Tuesday, January 30, 2018

The Greatest Showman - a crazy fantasy bio-musical that works best when you close your eyes

The ambition is obvious. The crafting of pretty good tunes and lyrics is obvious. The appeal of loosely telling the early parts of PT Barnum's life story through music and dance is obvious. Unfortunately the mismatched lipsyncing in The Greatest Showman is all too obvious and distracting (and Young Barnum's first verse in A Million Dreams ("I close my eyes and I can see") sounds auto-tuned).

PT Barnum applies for a bank loan using fraudulent security and titillates New York audiences with his collection of crazy stuffed animals and alternative performers who are not all quite as unusual as Barnum's hyped-up billing suggests. Some great performances from Keala Settle, Zendaya (who does her own trapeze work) and Zac Efron.

The Greatest Showman is a crazy fantasy biography musical. Perhaps appropriately, I found it to be a bit of a con.
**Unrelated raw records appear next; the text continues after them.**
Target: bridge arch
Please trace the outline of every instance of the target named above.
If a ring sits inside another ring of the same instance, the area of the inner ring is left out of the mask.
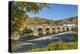
[[[63,27],[63,32],[65,31],[65,27]]]
[[[61,29],[60,27],[57,27],[58,32],[61,32],[60,29]]]
[[[50,34],[50,28],[46,28],[46,34]]]
[[[55,28],[52,28],[52,33],[55,33]]]
[[[67,29],[67,31],[69,31],[69,28],[68,27],[66,29]]]
[[[42,28],[38,28],[38,35],[43,35],[43,29]]]

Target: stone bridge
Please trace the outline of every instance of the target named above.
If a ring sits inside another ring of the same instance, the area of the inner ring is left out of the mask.
[[[54,34],[64,31],[70,31],[72,26],[51,26],[51,25],[28,25],[27,29],[32,30],[32,35]]]
[[[27,25],[26,28],[33,31],[30,35],[39,36],[43,34],[54,34],[70,31],[73,26]],[[12,39],[19,39],[19,36],[12,37]]]

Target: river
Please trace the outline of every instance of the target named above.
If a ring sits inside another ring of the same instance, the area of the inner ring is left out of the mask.
[[[32,48],[46,47],[49,43],[55,43],[59,40],[70,42],[72,40],[72,33],[72,31],[68,31],[31,40],[18,40],[19,43],[17,44],[17,48],[14,52],[28,52]]]

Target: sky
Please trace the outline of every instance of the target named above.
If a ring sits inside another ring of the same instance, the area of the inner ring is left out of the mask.
[[[69,4],[49,4],[50,8],[43,8],[37,14],[29,13],[31,17],[41,17],[51,20],[60,20],[78,16],[78,6]]]

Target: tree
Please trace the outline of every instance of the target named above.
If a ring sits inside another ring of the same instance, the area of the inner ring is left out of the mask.
[[[25,28],[28,13],[38,13],[42,8],[47,7],[46,3],[34,2],[11,2],[11,35],[16,36]]]

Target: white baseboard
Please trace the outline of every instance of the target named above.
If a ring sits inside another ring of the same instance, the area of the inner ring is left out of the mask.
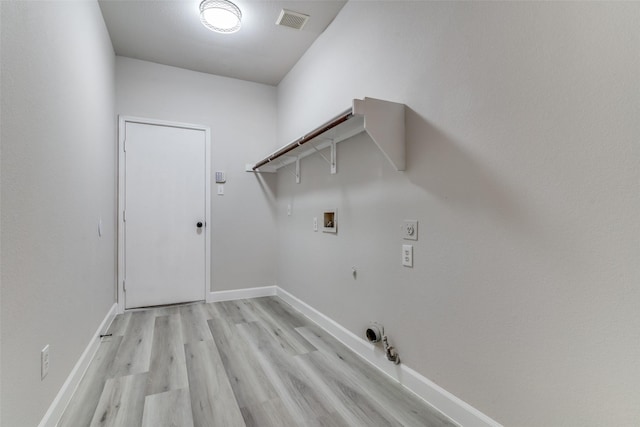
[[[261,286],[259,288],[209,292],[207,294],[207,302],[233,301],[237,299],[268,297],[274,295],[276,295],[275,286]]]
[[[440,411],[455,423],[464,427],[502,427],[500,423],[489,418],[476,408],[449,393],[428,378],[420,375],[405,364],[394,365],[373,344],[345,329],[333,319],[320,313],[307,303],[299,300],[289,292],[276,286],[276,295],[300,311],[322,329],[333,335],[360,357],[389,375],[406,389],[422,398],[429,405]]]
[[[78,362],[76,362],[76,365],[71,370],[71,373],[67,377],[67,380],[64,382],[64,384],[62,384],[58,395],[55,399],[53,399],[51,406],[49,406],[47,413],[44,414],[44,417],[42,417],[42,420],[40,421],[40,424],[38,424],[38,427],[55,427],[55,425],[58,424],[60,417],[62,417],[62,413],[69,404],[71,396],[73,396],[73,393],[76,391],[76,388],[78,387],[82,376],[87,370],[89,363],[91,362],[91,360],[93,360],[96,351],[98,351],[98,346],[100,345],[100,335],[104,334],[107,331],[109,325],[111,325],[111,322],[113,322],[113,319],[116,317],[117,312],[118,304],[115,303],[111,306],[111,309],[109,309],[109,312],[98,327],[96,333],[93,335],[93,338],[87,345],[87,348],[85,348],[84,352],[82,352],[80,359],[78,359]]]

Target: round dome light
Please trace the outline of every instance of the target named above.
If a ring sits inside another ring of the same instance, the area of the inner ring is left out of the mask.
[[[227,0],[204,0],[200,3],[200,21],[217,33],[230,34],[240,29],[242,12]]]

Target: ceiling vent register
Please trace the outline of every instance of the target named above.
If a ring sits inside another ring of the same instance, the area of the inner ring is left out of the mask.
[[[276,21],[276,25],[293,28],[294,30],[302,30],[302,27],[304,27],[308,20],[309,15],[282,9],[280,16],[278,16],[278,20]]]

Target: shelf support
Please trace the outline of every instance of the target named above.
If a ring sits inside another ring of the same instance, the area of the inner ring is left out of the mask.
[[[288,166],[291,163],[287,163],[286,165],[280,166],[282,169],[289,172],[296,179],[296,184],[300,184],[300,158],[296,158],[295,170],[291,170]]]
[[[404,104],[375,98],[353,100],[353,114],[364,116],[364,129],[396,170],[406,170]]]
[[[336,141],[335,139],[331,140],[331,162],[329,163],[331,165],[331,174],[335,175],[337,170],[337,165],[336,165],[336,159],[337,159],[337,152],[336,152]]]
[[[315,146],[315,144],[311,144],[311,146],[313,147],[314,150],[316,150],[316,153],[318,153],[320,155],[320,157],[322,157],[324,159],[325,162],[327,162],[329,164],[329,166],[331,167],[331,174],[334,175],[337,170],[336,170],[336,141],[335,139],[331,139],[331,154],[329,155],[329,159],[326,158],[326,156],[324,154],[322,154],[322,152],[320,150],[318,150],[318,147]]]
[[[318,150],[318,147],[316,147],[314,144],[311,144],[311,146],[313,147],[314,150],[316,150],[316,153],[318,153],[320,155],[320,157],[322,157],[324,159],[325,162],[327,162],[329,165],[331,165],[331,160],[327,159],[324,154],[322,154],[322,152],[320,150]]]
It's like a fine set of music videos strung together, interrupted only by dull dialogue that appears to be seeded with lots of pithy Barnum sayings. Combined with the overly-visual emotion-signalling throughout the film, it's as if the director felt that the acting, the score and the lyrics couldn't carry the story.

Wrapped around the story is are threads looking at acceptance, racism, truth and family fortunes. Yet none of them are very believable, and the production collapses, much like many of Barnum's plans. If only the whole film had been as good as its final scene which finally worked magic in the cinema. A good hour and half too late.

The film's soundtrack makes heavy use of Dolby surround sound technologies and perhaps the effect is less obvious in other seats, but from my vantage point the often-soft singing voices appeared to sit above the action, as if coming from the height of the trapeze artist at the top of the screen rather than the mouths nearer the bottom.

Hugh Jackman is perfect as fast-talking adult PT Barnum, full of charm yet with an edge of vulnerability. His honest conversations with the theatre critic are revealing and a poignant inclusion in this stinker of a film.

Michelle Williams plays Charity Barnum, a robust dreamer who loves her husband's imagination and ambition, but is worn down by his selfishness. Blink and you could be watching the character of Jen Lindley from Dawson's Creek all over again! In fact, a permanent blink is probably the best way to enjoy this film.

Sit in the middle of the cinema, close your eyes, and enjoy the music, particularly the anthem of the underdog This Is Me ("I am not a stranger to the dark").